Reste à présent à délivrer des solutions, car même si le rapport épargne relativement les établissements bancaires, il souligne néanmoins que la concurrence sur le marché de l’emprunteur présente encore plusieurs limites comme : l’absence d’accès à l’information, la complexité des contrats, une relation déséquilibrée consommateur-préteur et l’importance des doléances et contentieux suscités par l’assurance emprunteur (près de 20 % des réclamations enregistrées en 2012 par le médiateur de la Fédération française des sociétés d’assurances).
L’équilibre, la mission de l’IGF entend le trouver non dans un droit à résiliation annuel pouvant déstructurer les portefeuilles existant, mais dans la définition d’un droit de substitution du contrat d’assurance ouvert à l’emprunteur, dans un délai de trois mois, à condition que la résiliation s’effectue pour une formule présentant des garanties équivalentes. Aucune clause contractuelle ne serait opposable à cette faculté et au-delà. Le régime de résiliation et de substitution serait du ressort de la liberté contractuelle. Le 9 décembre, le ministre Benoît Hamon, chargé de l'Economie sociale et solidaire et de la Consommation, a précisé que ce délai de réflexion serait porté à un an.

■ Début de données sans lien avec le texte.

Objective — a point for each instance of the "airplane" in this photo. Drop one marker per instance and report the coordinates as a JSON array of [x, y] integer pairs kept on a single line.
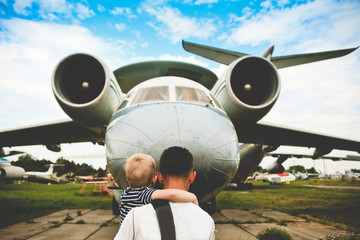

Pour le directeur juridique d’April, Philippe Renevier, « il s’agit d’un compromis en vue de ménager les bancassureurs. La législation avance, mais de manière laborieuse. Le problème est que nous nous dirigeons vers un système de résiliation à plusieurs vitesses selon la nature du contrat, ce qui va compliquer la donne pour les assurés. Le délai de trois mois pour changer d’assureur proposé par l’IGF ne peut être qu’une avancée par rapport à la situation actuelle. Un délai d’un an serait encore mieux même si seule une harmonisation avec le droit commun permettrait au consommateur non seulement de ne plus négocier sous la pression, mais de pouvoir réajuster ses garanties en cours de prêt ».
Clarification du régime juridique et transparence des commissions.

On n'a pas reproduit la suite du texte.